When the payments were revealed in January by an Apollo law firm hired under investor pressure, Black sent the MoMA board of directors a letter of apology he wrote to Apollo investors. He concluded the letter by saying, “I look forward to seeing you at our February board meeting,” according to the New York Times.
A source close to the MoMA council tells The Post that the note “rubbed people wrong”, given the gravity of the situation. “After all, he had to step down as CEO of Apollo.”
Since then, the museum of modern art has twice rejected its meeting scheduled for February – first until mid-March and then until the end of March, sources said. The MoMA confirmed the delays, but insisted the repeated rescheduling had nothing to do with Black.
“The council rescheduled the February-March meeting to allow its finance committees more time to address some important issues before presenting them to the plenary for consideration,” said spokeswoman Amanda Hicks. She declined to comment on whether board members negotiated with Black about his future there.
Sources say that a decision, if taken, could be announced immediately after the next meeting.
Of course, Black is not the only MoMA administrator who has ties to Black. Administrator Glenn Dubin and his wife, Eva, had a personal relationship with Epstein before and after the 2008 conviction, and MoMA named a gallery after them. Artists, including the Guerrilla girls, also demanded that Dubin resign.
Black declined to comment. Dubin, who previously denied any wrongdoing, also declined to comment.
A MoMA administrator who is not involved in the current talks personally supports keeping Black as president, saying he helped run the museum through a tough financial patch.
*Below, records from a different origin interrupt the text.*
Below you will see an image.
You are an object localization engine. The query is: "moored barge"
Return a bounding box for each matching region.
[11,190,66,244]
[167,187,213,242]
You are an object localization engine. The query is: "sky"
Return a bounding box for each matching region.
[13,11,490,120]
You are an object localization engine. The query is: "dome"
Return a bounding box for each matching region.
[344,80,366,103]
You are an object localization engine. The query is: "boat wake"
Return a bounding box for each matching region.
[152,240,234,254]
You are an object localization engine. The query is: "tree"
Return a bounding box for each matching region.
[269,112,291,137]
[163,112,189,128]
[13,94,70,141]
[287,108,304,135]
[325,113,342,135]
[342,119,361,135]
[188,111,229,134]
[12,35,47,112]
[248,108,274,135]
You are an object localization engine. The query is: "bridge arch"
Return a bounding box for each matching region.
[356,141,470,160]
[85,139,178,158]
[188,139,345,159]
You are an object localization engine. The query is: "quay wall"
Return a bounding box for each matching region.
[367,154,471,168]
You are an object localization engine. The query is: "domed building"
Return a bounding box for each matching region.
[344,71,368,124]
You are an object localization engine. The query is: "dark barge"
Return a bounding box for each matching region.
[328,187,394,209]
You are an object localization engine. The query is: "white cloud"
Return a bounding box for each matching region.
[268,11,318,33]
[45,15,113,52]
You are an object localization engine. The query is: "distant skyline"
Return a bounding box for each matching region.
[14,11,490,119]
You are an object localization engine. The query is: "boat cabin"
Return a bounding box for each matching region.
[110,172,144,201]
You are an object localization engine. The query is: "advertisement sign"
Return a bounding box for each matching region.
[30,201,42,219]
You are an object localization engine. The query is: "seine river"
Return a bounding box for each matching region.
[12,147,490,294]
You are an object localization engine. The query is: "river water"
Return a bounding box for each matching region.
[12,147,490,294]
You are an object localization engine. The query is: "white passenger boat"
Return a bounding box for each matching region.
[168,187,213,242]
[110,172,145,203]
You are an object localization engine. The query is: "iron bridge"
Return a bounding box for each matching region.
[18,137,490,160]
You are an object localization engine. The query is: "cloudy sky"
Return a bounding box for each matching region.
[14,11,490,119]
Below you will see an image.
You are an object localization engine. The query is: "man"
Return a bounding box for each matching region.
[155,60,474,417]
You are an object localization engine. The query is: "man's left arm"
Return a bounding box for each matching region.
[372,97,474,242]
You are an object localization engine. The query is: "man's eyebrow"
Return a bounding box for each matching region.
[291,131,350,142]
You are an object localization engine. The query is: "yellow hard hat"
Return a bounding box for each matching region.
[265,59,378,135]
“We are going through very difficult times from a financial point of view and he succeeded brilliantly,” said the administrator. “Leon was extremely good with the museum and takes his work seriously. I hope he goes through this. ”
The administrator also rejected the protests of artists such as Goldin and Ai as “extremely political”.
“I really believe that MoMA is not an institution of social change, it is a museum,” said the administrator. “No one has sent him to the gallows yet, and I hope he doesn’t go to the gallows.”
As previously reported by The Post, Black promised not to cause problems when he took over in 2018 the role of Jerry Speyer, who had held the role of president for 11 years.
“And you know when Leon is in charge, you know he’s going to keep us from disaster, because this guy keeps up with all the modern masters,” Black sang in front of his art friends at the Renaissance-style four-story palace he owns. in the Upper East Side, a former art gallery.